Atome aguarda proposta da ANDE para que histórico investimento não desabe
As negociações que definirão a chegada de um dos investimentos privados mais importantes dos últimos tempos no Paraguai seguem em um ponto de indefinição. A empresa de origem britânica Atome, a Administração Nacional de Eletricidade (ANDE) e o Ministério da Indústria e Comércio (MIC) mantêm abertas as conversas, com um único e decisivo ponto na agenda que é acordar a tarifa elétrica que satisfaça aos investidores e à estatal.
O custo da energia é o fator determinante para confirmar a viabilidade financeira e instalação definitiva da empresa em território paraguaio. Até o momento, o hermetismo marca o ritmo das negociações, mas desde o setor privado cobram definições para não arrefecer o interesse do capital estrangeiro.
Em declarações ao Diário Última Hora, James Spalding, representante de Atome no Paraguai, deixou claro que a vontade de concretizar o projeto segue firme por parte dos financiadores que respaldam a operação.

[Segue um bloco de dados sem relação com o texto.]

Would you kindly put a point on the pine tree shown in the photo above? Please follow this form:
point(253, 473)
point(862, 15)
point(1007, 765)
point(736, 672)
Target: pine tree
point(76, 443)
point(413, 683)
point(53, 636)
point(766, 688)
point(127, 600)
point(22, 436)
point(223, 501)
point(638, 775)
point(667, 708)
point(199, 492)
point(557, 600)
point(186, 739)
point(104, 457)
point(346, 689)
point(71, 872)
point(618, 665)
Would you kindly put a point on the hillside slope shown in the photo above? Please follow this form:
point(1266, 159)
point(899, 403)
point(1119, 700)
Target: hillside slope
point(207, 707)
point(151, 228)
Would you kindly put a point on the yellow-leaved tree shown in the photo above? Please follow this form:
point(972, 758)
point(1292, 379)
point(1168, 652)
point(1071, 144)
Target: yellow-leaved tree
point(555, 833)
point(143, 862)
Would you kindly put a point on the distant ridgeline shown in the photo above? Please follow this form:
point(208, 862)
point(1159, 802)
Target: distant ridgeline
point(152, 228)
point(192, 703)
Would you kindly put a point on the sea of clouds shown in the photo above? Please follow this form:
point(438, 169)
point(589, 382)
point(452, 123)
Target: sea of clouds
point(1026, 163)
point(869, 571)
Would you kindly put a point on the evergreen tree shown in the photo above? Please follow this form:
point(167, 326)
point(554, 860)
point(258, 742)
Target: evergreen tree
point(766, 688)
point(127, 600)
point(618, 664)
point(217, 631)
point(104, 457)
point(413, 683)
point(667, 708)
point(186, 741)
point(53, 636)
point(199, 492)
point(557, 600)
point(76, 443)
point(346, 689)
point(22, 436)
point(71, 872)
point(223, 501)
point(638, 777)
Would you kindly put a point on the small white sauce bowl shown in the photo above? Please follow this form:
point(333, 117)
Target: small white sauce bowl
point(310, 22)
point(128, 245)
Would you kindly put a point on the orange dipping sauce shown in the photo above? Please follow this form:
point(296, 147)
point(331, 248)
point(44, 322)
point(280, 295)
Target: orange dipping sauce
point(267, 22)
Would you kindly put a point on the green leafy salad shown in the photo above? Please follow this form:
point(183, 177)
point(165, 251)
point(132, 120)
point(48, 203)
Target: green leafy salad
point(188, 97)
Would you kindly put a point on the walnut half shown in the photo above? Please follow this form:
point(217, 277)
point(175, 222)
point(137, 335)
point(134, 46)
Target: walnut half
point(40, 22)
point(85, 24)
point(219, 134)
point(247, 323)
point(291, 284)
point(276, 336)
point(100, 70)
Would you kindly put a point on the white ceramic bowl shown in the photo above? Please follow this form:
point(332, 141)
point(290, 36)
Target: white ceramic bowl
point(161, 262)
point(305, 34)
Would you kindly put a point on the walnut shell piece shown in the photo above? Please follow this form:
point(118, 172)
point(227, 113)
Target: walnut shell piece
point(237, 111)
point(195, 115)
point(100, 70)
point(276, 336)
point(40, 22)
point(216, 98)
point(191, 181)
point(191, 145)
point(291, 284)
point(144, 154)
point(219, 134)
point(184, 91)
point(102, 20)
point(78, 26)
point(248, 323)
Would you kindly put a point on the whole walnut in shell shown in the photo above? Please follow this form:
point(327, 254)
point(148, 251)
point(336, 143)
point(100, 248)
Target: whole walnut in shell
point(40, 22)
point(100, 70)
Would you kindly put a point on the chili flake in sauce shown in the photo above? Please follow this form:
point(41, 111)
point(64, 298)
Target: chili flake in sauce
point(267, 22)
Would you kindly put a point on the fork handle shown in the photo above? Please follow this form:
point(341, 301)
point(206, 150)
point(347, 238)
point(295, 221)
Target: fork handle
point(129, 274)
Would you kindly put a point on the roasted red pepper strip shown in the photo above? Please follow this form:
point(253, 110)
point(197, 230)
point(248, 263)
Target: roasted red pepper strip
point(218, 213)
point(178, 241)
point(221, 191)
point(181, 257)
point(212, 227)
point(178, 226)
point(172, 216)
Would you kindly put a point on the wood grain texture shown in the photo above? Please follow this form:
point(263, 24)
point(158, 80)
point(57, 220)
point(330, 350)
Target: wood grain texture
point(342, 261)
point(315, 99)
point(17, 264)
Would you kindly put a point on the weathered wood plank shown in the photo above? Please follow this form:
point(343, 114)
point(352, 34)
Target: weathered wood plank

"Existem os acionistas e os credores, e seguem abertos ao diálogo para evitar que um investimento privado histórico e emblemático desabe", advertiu Spalding.O peso desses atores não é menor; o projeto conta com o respaldo de um consórcio de acionistas de peso global que inclui Hy24, IFC (junto ao GCF), DEG, IFDK e o banco local Sudameris. Além disso, a estrutura de dívida está apoiada por gigantes multilaterais como o BID Invest, o próprio IFC, FMO e o Banco Europeu de Investimentos (BEI).
Indefinição Apesar da boa predisposição dos mercados internacionais, o gargalo atual reside na falta de um documento formal por parte do Estado paraguaio que permita à Atome estruturar seus custos operacionais a longo prazo.
"Não contamos com uma proposta oficial da ANDE, que entendemos estar vendo alternativas com o MIC", precisou Spalding. Esta declaração evidencia que as autoridades estatais se encontram em uma etapa de análise interna, buscando uma fórmula tarifária que resulte atrativa para a captação deste mega investimento sem comprometer as finanças da empresa elétrica estatal.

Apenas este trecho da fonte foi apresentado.